Giornata Milanese NGS

Milan meeting on “Next Generation Sequencing”

10 February 2023, 9:30

University of Milan-Bicocca, U4 Building
Aula Sironi (Edificio Tellus, U4 – 8) underground floor
Piazza della Scienza 4, 20126 Milan

The NGS Milano Meeting is an informal, day-long forum to discuss experiences, research lines and projects regarding the generation and analysis of Next Generation Sequencing data, both from the wet- and the dry-lab perspectives.
The current instantiation will mainly focus on the advancements of Data Science and Artificial Intelligence in Cancer and Viral Genomics.


  • Marco Antoniotti (co-chair). Department of Informatics, Systems and Communication , University of Milan-Bicocca.
  • Gianluca Ascolani. Department of Informatics, Systems and Communication , University of Milan-Bicocca.
  • Alessia Donato. Department of Informatics, Systems and Communication , University of Milan-Bicocca.
  • Alex Graudenzi (co-chair). Department of Informatics, Systems and Communication , University of Milan-Bicocca.
  • Giancarlo Mauri. Department of Informatics, Systems and Communication , University of Milan-Bicocca.

Preliminary Speakers List

9:309:50Francesco FerrariIFOM
9:5010:10Elena BianchiPolitecnico di Milano, Milano
10:1010:30Francesca BuffaUniversità Bocconi, Milano
11:0011:20Giovanni TononIRCCS Ospedale San Raffaele, Milano
11:2011:40Davide GiacominiThe Prophet AI
11:4012:00Elvezia ParaboschiHumanitas University, Milano
12:0012:20Andrea TangherloniUniversità Bocconi, Milano
12:2012:40Andrea SottorivaHuman Technopole, Milano
14:0014:20Martina Di TraniHumanitas Clinical and Research Center, Milano
14:2014:40Silvia CascianelliPolitecnico di Milano, Milano
14:4015:00Silvia SpinelliUniversità degli studi di Milano-Bicocca, Milano
15:0015:20Luca DentiUniversità degli studi di Milano-Bicocca, Milano
15:2015:40Mattia PelizzolaIstituto Italiano di Tecnologia, Milano

Registration and Coffee!!!

Participation is FREE as well as coffee. Participants will just be asked to provide contact information.
Please fill the form to announce your participation.

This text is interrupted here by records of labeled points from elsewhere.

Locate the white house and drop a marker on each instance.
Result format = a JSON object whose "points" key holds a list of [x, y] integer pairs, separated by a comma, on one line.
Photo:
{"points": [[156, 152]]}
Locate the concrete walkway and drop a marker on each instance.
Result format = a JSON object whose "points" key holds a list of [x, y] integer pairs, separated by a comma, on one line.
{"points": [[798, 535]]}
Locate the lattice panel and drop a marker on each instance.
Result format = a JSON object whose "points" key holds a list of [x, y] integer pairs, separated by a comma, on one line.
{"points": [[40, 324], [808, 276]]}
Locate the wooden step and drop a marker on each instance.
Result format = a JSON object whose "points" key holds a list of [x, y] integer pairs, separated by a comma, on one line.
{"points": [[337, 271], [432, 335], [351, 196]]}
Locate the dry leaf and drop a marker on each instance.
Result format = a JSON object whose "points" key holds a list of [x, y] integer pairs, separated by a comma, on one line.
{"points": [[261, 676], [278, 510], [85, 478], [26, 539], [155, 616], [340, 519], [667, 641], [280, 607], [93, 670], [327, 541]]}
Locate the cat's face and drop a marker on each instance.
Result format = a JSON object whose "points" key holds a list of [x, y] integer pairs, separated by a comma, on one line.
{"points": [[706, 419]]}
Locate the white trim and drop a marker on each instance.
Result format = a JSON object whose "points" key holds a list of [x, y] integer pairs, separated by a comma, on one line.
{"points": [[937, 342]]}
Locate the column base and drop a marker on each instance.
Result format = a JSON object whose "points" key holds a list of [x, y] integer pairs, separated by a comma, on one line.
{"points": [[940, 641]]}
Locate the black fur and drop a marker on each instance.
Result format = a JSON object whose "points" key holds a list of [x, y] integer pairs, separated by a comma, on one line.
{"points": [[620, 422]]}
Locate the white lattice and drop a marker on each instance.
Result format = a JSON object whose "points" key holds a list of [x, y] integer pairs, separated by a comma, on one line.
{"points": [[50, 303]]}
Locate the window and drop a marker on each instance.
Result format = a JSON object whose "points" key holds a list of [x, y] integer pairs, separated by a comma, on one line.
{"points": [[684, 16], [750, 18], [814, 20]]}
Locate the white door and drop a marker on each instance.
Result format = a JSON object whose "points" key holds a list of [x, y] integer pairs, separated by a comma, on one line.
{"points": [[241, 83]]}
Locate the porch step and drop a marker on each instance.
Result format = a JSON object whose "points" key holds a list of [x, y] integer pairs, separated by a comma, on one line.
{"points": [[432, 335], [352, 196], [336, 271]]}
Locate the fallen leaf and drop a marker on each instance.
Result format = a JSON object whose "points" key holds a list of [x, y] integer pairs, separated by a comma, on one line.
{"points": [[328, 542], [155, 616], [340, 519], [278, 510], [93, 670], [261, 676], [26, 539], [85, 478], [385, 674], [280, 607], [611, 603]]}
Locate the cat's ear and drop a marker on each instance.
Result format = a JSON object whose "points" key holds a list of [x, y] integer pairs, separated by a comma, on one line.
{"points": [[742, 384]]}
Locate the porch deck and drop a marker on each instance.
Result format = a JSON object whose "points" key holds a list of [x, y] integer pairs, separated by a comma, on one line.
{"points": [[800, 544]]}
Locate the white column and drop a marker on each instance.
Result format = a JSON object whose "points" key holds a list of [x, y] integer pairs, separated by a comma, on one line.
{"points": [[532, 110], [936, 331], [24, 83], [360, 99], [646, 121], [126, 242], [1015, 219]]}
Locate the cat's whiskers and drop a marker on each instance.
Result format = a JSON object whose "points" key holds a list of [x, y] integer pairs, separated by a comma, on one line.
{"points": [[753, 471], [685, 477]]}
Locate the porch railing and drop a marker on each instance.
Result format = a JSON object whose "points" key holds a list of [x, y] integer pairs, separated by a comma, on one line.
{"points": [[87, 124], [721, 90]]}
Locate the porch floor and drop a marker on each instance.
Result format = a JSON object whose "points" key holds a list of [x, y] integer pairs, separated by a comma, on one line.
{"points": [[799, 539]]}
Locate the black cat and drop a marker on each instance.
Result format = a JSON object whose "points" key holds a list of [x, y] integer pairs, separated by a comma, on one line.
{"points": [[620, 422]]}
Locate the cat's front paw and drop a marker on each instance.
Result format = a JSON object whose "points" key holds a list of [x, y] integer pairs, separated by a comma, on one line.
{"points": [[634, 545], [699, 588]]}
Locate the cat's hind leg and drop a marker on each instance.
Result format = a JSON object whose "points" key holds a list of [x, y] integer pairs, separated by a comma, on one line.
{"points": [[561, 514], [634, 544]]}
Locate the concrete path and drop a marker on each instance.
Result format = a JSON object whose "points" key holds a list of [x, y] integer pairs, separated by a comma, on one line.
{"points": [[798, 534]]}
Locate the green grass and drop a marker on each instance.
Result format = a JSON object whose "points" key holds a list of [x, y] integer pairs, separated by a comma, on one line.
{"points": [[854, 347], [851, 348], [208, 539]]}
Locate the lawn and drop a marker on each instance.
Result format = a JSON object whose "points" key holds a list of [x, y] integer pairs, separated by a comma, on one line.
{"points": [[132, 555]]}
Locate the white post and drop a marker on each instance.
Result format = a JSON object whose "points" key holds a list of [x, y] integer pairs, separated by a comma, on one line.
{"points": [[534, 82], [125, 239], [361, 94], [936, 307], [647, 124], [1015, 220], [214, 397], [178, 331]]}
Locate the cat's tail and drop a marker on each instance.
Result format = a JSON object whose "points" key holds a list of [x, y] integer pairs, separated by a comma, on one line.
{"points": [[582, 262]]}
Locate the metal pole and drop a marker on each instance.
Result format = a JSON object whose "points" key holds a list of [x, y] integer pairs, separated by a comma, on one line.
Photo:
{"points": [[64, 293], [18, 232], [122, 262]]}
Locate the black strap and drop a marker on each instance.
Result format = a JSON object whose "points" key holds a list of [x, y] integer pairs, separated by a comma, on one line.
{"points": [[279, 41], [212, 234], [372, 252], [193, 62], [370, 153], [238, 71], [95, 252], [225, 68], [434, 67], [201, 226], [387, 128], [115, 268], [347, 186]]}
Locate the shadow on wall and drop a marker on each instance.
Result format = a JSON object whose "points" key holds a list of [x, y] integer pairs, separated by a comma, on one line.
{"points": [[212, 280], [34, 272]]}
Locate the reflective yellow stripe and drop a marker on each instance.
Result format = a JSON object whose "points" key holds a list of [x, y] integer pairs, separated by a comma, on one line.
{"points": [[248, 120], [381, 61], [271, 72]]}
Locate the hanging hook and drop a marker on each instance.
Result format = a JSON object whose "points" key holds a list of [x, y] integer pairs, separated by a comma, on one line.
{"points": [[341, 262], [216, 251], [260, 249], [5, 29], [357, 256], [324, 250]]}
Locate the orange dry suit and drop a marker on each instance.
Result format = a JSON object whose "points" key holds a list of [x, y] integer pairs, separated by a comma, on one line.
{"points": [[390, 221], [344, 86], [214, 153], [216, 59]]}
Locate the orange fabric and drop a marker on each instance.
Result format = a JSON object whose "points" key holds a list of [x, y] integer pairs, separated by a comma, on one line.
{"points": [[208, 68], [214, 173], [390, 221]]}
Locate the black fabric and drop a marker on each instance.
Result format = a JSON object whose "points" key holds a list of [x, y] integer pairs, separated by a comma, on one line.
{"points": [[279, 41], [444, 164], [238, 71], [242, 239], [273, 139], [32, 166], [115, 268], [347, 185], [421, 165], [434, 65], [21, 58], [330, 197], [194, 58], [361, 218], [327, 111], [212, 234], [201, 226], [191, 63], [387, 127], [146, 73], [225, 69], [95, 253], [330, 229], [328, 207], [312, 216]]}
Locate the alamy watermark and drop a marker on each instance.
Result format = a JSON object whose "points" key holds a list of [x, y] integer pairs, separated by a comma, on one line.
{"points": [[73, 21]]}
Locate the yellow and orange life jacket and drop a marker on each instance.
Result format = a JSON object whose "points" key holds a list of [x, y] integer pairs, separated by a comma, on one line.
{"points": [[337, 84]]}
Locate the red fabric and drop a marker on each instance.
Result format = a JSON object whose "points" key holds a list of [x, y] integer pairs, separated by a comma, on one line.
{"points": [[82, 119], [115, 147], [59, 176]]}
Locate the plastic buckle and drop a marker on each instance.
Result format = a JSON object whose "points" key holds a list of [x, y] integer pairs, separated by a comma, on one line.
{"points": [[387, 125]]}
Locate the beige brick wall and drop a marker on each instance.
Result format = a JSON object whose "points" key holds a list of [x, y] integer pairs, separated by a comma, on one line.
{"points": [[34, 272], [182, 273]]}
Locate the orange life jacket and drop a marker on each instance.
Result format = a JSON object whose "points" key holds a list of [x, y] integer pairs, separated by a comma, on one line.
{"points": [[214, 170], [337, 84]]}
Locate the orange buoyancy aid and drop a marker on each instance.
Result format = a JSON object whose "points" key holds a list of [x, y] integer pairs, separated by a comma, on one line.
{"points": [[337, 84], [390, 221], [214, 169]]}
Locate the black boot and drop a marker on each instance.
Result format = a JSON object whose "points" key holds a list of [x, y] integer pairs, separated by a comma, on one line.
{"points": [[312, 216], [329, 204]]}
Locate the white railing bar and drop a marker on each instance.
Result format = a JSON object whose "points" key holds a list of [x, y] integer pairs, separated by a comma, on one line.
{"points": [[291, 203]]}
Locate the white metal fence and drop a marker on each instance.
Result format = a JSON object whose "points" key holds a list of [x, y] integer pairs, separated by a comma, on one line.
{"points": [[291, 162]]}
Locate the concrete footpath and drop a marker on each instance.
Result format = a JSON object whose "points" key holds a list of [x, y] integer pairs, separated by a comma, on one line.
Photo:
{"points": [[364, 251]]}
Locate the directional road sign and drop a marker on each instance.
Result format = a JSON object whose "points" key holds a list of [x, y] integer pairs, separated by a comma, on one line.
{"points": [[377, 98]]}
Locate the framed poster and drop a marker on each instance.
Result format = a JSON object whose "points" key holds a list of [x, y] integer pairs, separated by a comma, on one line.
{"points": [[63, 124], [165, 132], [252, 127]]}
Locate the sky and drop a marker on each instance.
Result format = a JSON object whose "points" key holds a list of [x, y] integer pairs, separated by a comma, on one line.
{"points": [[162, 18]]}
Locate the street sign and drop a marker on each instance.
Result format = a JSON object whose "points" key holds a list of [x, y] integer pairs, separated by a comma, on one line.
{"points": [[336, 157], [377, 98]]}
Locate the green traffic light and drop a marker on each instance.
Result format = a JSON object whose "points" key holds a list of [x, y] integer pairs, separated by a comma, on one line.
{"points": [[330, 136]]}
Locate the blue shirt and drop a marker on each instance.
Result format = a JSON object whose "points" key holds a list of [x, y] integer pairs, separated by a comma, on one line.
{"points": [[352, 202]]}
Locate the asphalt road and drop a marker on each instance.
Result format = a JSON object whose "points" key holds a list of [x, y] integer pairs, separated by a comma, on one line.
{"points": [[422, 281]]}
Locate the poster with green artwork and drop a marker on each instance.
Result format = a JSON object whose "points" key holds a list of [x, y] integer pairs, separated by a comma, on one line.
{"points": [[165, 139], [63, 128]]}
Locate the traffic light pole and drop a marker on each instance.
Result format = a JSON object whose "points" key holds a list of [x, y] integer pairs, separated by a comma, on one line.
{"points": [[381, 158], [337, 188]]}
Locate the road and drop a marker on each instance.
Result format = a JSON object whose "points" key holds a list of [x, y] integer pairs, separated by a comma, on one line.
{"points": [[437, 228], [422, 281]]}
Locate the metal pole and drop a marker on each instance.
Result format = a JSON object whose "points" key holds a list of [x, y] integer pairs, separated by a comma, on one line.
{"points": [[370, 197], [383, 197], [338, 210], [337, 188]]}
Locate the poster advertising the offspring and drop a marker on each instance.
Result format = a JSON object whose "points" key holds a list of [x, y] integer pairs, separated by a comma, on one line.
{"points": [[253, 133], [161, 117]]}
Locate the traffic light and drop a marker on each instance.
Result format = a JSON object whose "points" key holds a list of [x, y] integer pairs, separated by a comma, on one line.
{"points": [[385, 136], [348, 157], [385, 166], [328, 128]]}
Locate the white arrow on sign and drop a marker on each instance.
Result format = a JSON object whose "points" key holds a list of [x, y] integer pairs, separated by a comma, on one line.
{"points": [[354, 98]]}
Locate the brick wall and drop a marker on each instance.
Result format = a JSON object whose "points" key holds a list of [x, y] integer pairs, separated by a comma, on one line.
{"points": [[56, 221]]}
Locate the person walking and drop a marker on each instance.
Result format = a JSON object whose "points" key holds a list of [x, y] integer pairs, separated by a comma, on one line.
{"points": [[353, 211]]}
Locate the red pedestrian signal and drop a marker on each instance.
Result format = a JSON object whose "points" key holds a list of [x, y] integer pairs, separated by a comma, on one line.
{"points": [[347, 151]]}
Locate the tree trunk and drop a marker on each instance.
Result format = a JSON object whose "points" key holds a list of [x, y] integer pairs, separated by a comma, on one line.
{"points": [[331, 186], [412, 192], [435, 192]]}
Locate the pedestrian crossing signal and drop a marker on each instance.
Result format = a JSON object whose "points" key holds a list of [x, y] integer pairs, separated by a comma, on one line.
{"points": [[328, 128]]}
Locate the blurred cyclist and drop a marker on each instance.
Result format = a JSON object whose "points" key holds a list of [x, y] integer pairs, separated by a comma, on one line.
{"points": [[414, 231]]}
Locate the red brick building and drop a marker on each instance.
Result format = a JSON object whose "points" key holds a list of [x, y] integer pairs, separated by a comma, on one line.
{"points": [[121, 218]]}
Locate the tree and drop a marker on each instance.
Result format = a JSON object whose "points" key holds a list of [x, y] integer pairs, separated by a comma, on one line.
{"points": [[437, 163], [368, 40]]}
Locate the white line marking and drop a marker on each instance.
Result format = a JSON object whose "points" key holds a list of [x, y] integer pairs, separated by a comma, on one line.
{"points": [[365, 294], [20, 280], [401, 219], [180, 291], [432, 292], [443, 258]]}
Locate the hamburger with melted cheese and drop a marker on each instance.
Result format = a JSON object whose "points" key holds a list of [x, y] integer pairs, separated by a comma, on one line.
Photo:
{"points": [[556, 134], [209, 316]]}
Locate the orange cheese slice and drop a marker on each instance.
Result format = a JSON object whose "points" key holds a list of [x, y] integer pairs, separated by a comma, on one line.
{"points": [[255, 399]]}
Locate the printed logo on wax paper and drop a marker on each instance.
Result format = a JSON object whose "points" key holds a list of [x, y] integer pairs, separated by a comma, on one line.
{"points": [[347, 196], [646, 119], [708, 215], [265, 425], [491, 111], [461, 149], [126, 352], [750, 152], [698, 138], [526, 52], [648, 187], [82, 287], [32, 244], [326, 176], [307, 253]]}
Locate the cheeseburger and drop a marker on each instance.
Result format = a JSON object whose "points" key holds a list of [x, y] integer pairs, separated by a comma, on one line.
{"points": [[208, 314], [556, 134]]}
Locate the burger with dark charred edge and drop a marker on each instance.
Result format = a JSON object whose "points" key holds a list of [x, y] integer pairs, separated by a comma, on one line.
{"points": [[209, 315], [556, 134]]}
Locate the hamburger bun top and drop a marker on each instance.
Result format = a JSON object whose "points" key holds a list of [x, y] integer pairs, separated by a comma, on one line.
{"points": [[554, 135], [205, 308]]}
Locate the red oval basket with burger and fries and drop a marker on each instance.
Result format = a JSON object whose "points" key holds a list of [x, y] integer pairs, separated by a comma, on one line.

We are collecting your email for legitimate purposes and it will not be redistributed without your consent.


Talks Titles and Abstracts

9:30 – 9:50

SAMMY-seq: Biochemical properties of chromatin domains define their compartmentalization

Francesco Ferrari (IFOM)

We present a new experimental technique to map chromatin compartments starting from their distinct biochemical properties. Our approach is based on the rationale that chromatin domains located in the same 3D nuclear neighborhood are in a similar biochemical environment. From a single experiment we can extract information on the linear segmentation of euchromatic and heterochromatic genomic regions, as well as on their 3D segregation in active and inactive chromatin compartments.

9:50 – 10:10
A microfluidic platform for High Throughput drug screening on Patient Derived Organoids of cancer patients.

Elena Bianchi (Politecnico di Milano, Milano)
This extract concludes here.